Disclaimer- but from what I've heard isn't it the case where if you are the petitioner you get to set the timescales? Ie if he doesn't really want to divorce he can fanny about and slow proceedings way down. And you can't apply for absolutely or nisi - as he would have to do it.

Please someone correct me if that's wrong but I think you'd be in a much better position to do unreasonable behaviour yourself.

especially given his past history of not wanting separate / financial /emotional abuse which is a crime

Jux · 31/01/2016 18:30

Please call 101 and talk it over with the DV unit. I am concerned that he has started behaviours which are threatening and violent. Blocking you, using his size to intimidate you; you need to report this, at least to WA, but also to 101. Yes, let your SHL know, but that's not the priority, WA and 101 are.

He can't stop you divorcing him, btw. Especially if you've already started it. That's just a silly "I'm bigger than you" taunt. Let him think it, keep your own counsel, but continue with your process. If you leave it to him, you'll still be where you are now in 10 years' time.

KacieB · 31/01/2016 18:58

Oh over, that's seriously worrying. I hope you get some good advice from your lawyer tomorrow, and that you keep strong for now.
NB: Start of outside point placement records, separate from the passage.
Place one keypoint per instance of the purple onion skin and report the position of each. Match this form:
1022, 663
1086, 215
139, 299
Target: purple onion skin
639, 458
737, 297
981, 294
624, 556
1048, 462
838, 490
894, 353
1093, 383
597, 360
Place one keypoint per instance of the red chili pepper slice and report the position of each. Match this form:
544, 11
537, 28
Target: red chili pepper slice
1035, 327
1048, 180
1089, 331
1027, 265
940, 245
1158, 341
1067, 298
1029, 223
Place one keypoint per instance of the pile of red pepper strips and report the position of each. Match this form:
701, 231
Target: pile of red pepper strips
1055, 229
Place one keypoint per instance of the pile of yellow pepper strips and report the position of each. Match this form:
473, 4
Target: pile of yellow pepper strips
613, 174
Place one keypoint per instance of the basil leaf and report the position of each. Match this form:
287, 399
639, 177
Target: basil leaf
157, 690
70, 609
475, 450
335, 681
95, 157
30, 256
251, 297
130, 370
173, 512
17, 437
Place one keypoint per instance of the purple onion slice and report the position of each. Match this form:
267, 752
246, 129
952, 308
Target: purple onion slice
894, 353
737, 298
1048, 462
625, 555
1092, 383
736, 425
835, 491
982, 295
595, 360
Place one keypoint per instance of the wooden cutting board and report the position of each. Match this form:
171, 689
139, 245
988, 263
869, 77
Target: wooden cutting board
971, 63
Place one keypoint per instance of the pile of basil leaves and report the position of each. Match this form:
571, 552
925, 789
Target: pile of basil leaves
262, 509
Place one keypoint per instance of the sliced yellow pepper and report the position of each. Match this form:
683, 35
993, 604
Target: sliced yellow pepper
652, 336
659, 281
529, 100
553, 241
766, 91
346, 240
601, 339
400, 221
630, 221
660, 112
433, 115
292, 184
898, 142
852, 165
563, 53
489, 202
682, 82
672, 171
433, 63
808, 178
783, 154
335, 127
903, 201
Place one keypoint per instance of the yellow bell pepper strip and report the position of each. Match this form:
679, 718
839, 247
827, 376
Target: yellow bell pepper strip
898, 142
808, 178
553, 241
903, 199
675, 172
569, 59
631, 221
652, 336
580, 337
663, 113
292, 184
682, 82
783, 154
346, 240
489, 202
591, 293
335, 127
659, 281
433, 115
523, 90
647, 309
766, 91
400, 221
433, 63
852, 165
Thanks

AmIbeingTreasonable · 31/01/2016 19:15

"He won't let me divorce him", you can and should divorce him. He doesn't get to call the shots anymore, it's not his decision, him saying that is just more intimidation and trying to put you back under the thumb. Continue with your divorce and call the womens aid etc for advice.

amarmai · 31/01/2016 19:36

he has controlled you by lying and manipulation thus far. Now you have shown that he no longer can. So he is turning to physical intimidation. Do not underestimate the threat of violence op. Call the police for advice and notify your brother and anyone else that he is now out in the open with physical threats. better safe than sorry. I'd get out with the dcc if you can or get the police to come and escort you all safely .

AcrossthePond55 · 31/01/2016 19:58

He may be able to delay things, but he cannot stop the divorce.

Also, if you haven't already, please start a diary to log every single instance of intimidation and what brought it on;

"1/30/16 stbx learnt that children have been informed. Blocked hallway by assuming intimidating physical stance and would not allow me by. Forced to retreat to room and lock door. Stbx states that he will not permit me to divorce him".

Every little instance of rudeness or intimidation needs to be recorded. Even "Pass me the sugar please", "Get it your fucking self".

pocketsaviour · 31/01/2016 20:51

I'm going to have to stop following this thread now as I'm finding it very reminiscent of my past experiences. Please OP please get some solid help to keep yourself and the DC safe. Leaving is the most dangerous time. Please don't underestimate his threat level.

springydaffs · 31/01/2016 21:00

What are you afraid he will do?

AcrossthePond55 · 31/01/2016 21:20

Flowers pocket and peace to you.

But pocket is also right in that leaving often does cause escalation of behaviour. Which is why you need to document everything and talk to your SHL about the possibility of either getting him forced out or leaving yourself.

0verNow · 01/02/2016 07:51

Flowers Pocket. Thank you for all your support.

I've emailed my SHL.

OP posts:
0verNow · 01/02/2016 07:54

What are you afraid he will do?

Mostly, spread malicious lies to turn people against me. Use our DCs against me. Screw me over financially. Give up his job so he has the DCs and I have to support him.

I think he will do all that, and more, if I provoke him.

I think he's much too clever to hit me.

OP posts:
RandomMess · 01/02/2016 12:19

Can you scrape the money together to leave with the DC and rent somewhere if need be?

Hope the SHL gets back to you asap, ring him/her and keep ringing until they respond - it is often those who harass that get their stuff dealt with as they are so often very busy.